Retrospective studies report ~60% concordance between tissue- and plasma-based molecular profiling, with ~20% of variants unique to either source [48]. ESR1^mut^ are the most frequent mutations exclusive to ctDNA (55%), while PIK3CA^mut^ demonstrated the highest concordance (70%) [48]. The prospective plasmaMATCH trial reported 93% sensitivity for ctDNA detection of ESR1, PIK3CA, HER2 and AKT1 mutations compared to tissue sequencing, which increased to 98% with contemporaneous sampling [54]. Meta-analyses confirm high sensitivity and specificity for ctDNA detection of ESR1^mut^ (sensitivity 75.5%; specificity 88.2%) and PIK3CA^mut^ (sensitivity 73%; specificity 83%) [55,56]. Dynamic ctDNA monitoring has been proposed as a surrogate biomarker of treatment efficacy.

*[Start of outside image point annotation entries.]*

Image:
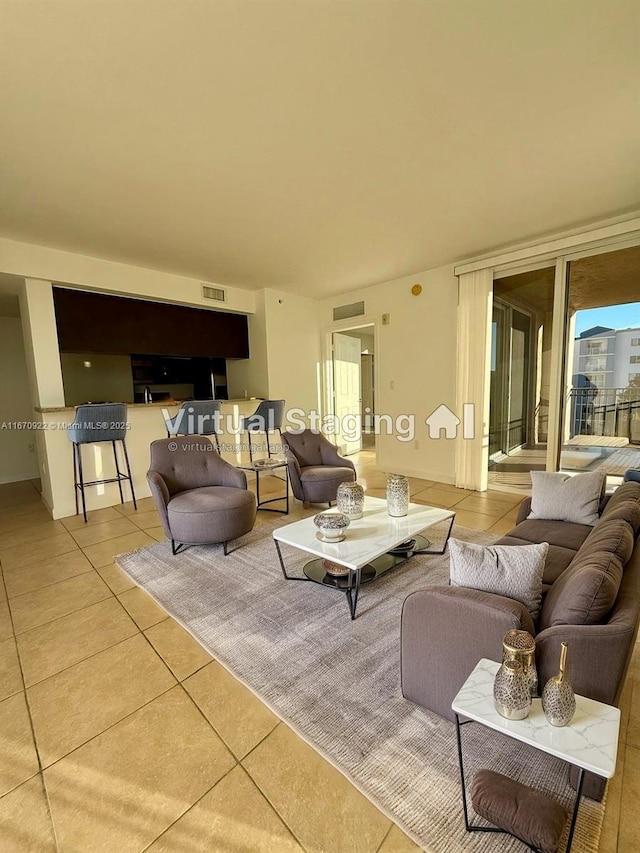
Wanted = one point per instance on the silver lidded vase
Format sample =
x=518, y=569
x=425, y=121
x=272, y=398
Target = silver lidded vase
x=511, y=693
x=558, y=698
x=397, y=495
x=350, y=500
x=520, y=646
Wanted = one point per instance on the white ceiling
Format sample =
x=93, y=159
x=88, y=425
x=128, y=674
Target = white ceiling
x=314, y=146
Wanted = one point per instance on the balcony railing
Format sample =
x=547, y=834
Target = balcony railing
x=605, y=412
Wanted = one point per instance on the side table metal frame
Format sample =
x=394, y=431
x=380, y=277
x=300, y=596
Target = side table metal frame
x=475, y=828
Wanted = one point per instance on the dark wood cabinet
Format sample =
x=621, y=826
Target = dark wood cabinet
x=94, y=322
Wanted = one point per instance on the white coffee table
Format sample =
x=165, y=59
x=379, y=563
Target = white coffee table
x=589, y=742
x=365, y=551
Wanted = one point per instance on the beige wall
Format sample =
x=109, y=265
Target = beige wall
x=415, y=364
x=18, y=460
x=40, y=262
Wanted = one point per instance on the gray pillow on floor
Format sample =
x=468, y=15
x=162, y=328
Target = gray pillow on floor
x=514, y=571
x=563, y=497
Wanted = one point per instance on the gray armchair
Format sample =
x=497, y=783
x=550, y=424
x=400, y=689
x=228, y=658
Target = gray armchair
x=201, y=499
x=315, y=467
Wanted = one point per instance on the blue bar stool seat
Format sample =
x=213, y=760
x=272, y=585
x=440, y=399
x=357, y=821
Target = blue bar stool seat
x=93, y=423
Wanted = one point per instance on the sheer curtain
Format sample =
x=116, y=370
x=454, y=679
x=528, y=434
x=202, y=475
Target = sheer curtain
x=475, y=303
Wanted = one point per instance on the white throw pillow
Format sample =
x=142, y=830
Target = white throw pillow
x=562, y=497
x=514, y=571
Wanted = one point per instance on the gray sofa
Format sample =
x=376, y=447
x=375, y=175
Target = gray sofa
x=591, y=600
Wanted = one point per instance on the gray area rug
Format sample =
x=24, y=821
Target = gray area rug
x=337, y=682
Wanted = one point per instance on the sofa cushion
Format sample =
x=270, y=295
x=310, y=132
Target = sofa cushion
x=515, y=572
x=565, y=534
x=558, y=558
x=566, y=498
x=610, y=534
x=585, y=593
x=624, y=503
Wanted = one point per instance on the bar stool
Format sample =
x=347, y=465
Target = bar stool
x=196, y=417
x=93, y=423
x=266, y=418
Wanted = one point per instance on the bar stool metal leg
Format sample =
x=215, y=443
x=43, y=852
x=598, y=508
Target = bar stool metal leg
x=126, y=461
x=80, y=484
x=118, y=475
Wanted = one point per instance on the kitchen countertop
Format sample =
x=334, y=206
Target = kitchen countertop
x=46, y=410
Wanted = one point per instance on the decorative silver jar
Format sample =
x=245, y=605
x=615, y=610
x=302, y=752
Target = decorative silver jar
x=511, y=693
x=397, y=495
x=520, y=646
x=558, y=698
x=350, y=500
x=331, y=526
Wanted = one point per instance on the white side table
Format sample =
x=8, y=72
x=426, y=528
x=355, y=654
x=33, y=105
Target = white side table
x=589, y=742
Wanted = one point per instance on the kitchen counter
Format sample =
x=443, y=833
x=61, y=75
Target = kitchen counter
x=47, y=410
x=145, y=423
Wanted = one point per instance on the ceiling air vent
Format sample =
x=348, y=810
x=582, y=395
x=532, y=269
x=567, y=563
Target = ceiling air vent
x=215, y=293
x=343, y=312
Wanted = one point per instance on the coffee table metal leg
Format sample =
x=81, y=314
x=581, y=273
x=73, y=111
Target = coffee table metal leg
x=352, y=591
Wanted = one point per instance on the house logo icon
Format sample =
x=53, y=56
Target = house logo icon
x=443, y=419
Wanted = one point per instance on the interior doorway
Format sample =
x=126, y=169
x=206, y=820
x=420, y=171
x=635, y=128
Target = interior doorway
x=353, y=377
x=519, y=378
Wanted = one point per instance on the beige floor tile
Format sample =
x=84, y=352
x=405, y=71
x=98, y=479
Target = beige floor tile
x=6, y=628
x=474, y=520
x=435, y=496
x=145, y=520
x=181, y=653
x=157, y=533
x=95, y=533
x=33, y=533
x=29, y=578
x=49, y=649
x=33, y=552
x=117, y=580
x=633, y=727
x=10, y=674
x=611, y=823
x=104, y=552
x=502, y=526
x=75, y=705
x=483, y=504
x=139, y=777
x=22, y=516
x=238, y=716
x=25, y=825
x=51, y=602
x=397, y=842
x=322, y=809
x=95, y=516
x=629, y=831
x=144, y=611
x=127, y=508
x=19, y=759
x=234, y=816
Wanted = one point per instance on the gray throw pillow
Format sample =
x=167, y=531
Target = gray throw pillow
x=563, y=497
x=514, y=571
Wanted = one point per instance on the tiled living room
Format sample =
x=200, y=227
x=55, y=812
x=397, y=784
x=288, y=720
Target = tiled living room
x=143, y=741
x=399, y=207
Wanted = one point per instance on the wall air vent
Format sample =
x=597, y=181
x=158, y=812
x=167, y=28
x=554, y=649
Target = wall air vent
x=215, y=293
x=343, y=312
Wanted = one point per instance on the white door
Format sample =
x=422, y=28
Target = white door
x=346, y=390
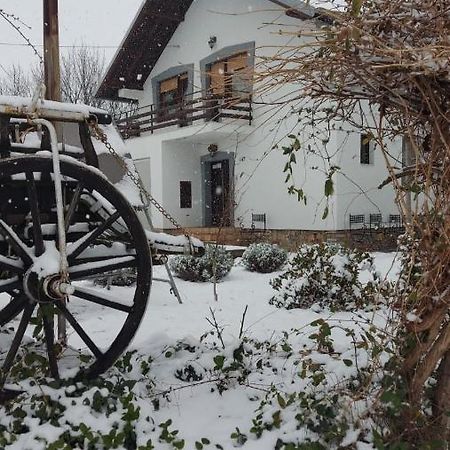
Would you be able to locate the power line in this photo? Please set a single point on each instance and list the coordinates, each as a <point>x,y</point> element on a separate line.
<point>11,44</point>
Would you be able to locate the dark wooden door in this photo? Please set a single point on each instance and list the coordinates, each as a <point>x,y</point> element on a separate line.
<point>220,193</point>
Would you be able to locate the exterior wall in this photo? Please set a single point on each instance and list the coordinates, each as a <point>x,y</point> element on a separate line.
<point>357,187</point>
<point>181,162</point>
<point>259,179</point>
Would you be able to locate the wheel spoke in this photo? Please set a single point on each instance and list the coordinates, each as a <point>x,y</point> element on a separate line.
<point>95,298</point>
<point>24,321</point>
<point>49,331</point>
<point>82,244</point>
<point>10,264</point>
<point>12,309</point>
<point>9,285</point>
<point>73,205</point>
<point>79,330</point>
<point>21,249</point>
<point>34,207</point>
<point>82,271</point>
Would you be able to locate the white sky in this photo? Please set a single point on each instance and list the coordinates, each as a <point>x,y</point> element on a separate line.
<point>89,22</point>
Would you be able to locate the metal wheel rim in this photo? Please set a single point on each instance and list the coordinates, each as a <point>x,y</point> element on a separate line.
<point>90,179</point>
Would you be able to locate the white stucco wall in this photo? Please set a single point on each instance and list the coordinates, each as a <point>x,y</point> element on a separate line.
<point>259,178</point>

In MONALEESA-3, ctDNA changes between cycles 1 and 4 correlated strongly with PFS (HR 0.29, 95% CI 0.22–0.38 and p < 0.0001) and OS (HR 0.23, 95% CI 0.17–0.31 and p < 0.0001) [57].
Together, these findings support ctDNA as a valuable tool for molecular profiling in advanced ER-positive breast cancer, although tissue biopsy remains critical for initial diagnosis and IHC assessment [54].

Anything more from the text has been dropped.